Obsessive behaviors occur when one is trying to make themselves feel better; it is a mechanism created by the need to sooth, compensate, or satiate an issue. The behavior is a way of trying to balance out an internal problem. It is an unconscious way of trying to take care of an unrecognized issue, for sometimes the need behind the behavior goes unnoticed, and therefore one is not able to cope with the real problem. Any kind of behavior that occurs over and over again because of a desire can be deemed obsessive. The desire can be strong or slight, but the need to do it feels necessary.

In order to feel better, one instigates the behavior and the need to feel better disappears, but only momentarily. If the underlying problem is not solved, the obsessive behavior will return. Letting go of these patterns can happen when one realizes the reason behind the behavior. Usually acknowledgement eases the need, but not always. Sometimes the issue stems from a deeper problem and one that needs to be looked at more closely. Imagine if you did not feel safe because of something that happened in your past, something you never really acknowledged, and yet still exists within you as a fear today? Anytime that feeling is triggered by either a small or large event, you may find yourself compensating with obsessive behaviors in order to feel better and inadvertently safer.

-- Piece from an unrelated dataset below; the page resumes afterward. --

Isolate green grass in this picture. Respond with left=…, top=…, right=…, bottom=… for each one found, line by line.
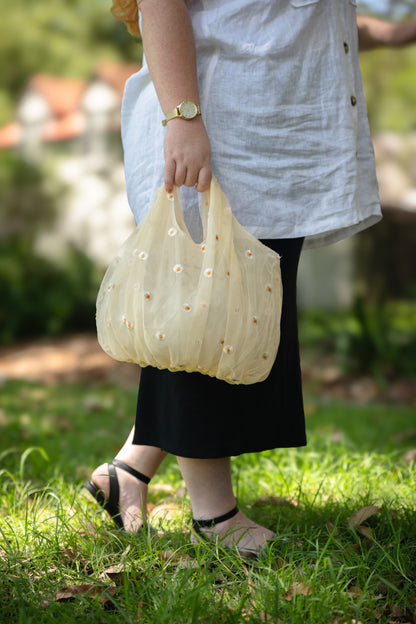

Unfortunately, no issue is solved by our patterns or behaviors, for nothing we do, other than coping with the real problem, will help us feel better. The behavior will be triggered by anything that feels similar to the core problem. What this means is, not only is someone dealing with an issue and its related occurrences, but they are also dealing with an obsessive behavior. It can be a cycle of need, desire, and unresolved contentedness. For no matter what one does, without purposefully acknowledging the problem, one will never feel better no matter how hard one tries. If you find yourself trying to feel better, look at what just happened; look at what you just felt or thought. Was it a trigger that caused you to seek comfort? Don’t look at how you are trying to feel better; look instead at what the trigger was. If it doesn’t make sense to you, pay attention to whenever you are trying to feel better by doing whatever it is you do.

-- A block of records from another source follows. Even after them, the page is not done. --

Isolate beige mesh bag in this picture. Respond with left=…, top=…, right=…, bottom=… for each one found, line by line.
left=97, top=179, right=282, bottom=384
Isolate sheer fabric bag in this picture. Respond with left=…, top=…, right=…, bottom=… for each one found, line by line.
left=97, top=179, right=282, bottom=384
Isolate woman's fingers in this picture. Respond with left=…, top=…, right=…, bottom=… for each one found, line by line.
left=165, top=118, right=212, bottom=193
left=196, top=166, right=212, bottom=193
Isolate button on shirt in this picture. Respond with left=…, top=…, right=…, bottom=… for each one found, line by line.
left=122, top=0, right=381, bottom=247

Pay attention not to your response, but to what occurred just before it. It may be varied, but there will arise a pattern at some point. That pattern and the triggers point you to the real problem. You need to be objective because you may have developed ulterior triggers somewhat unrelated to the real problem. By encompassing all of the triggers, you will find the true problem that connects them all. If you look at what is happening and look at yourself internally, what feeling arises? What thoughts are projected into your mind? Connect the trigger to yourself; find the reason that initiated your responses. This is the real issue at hand, and not the obsessive behaviors that are caused by it. When you come to terms with why you began your behaviors, your behaviors themselves will be unnecessary.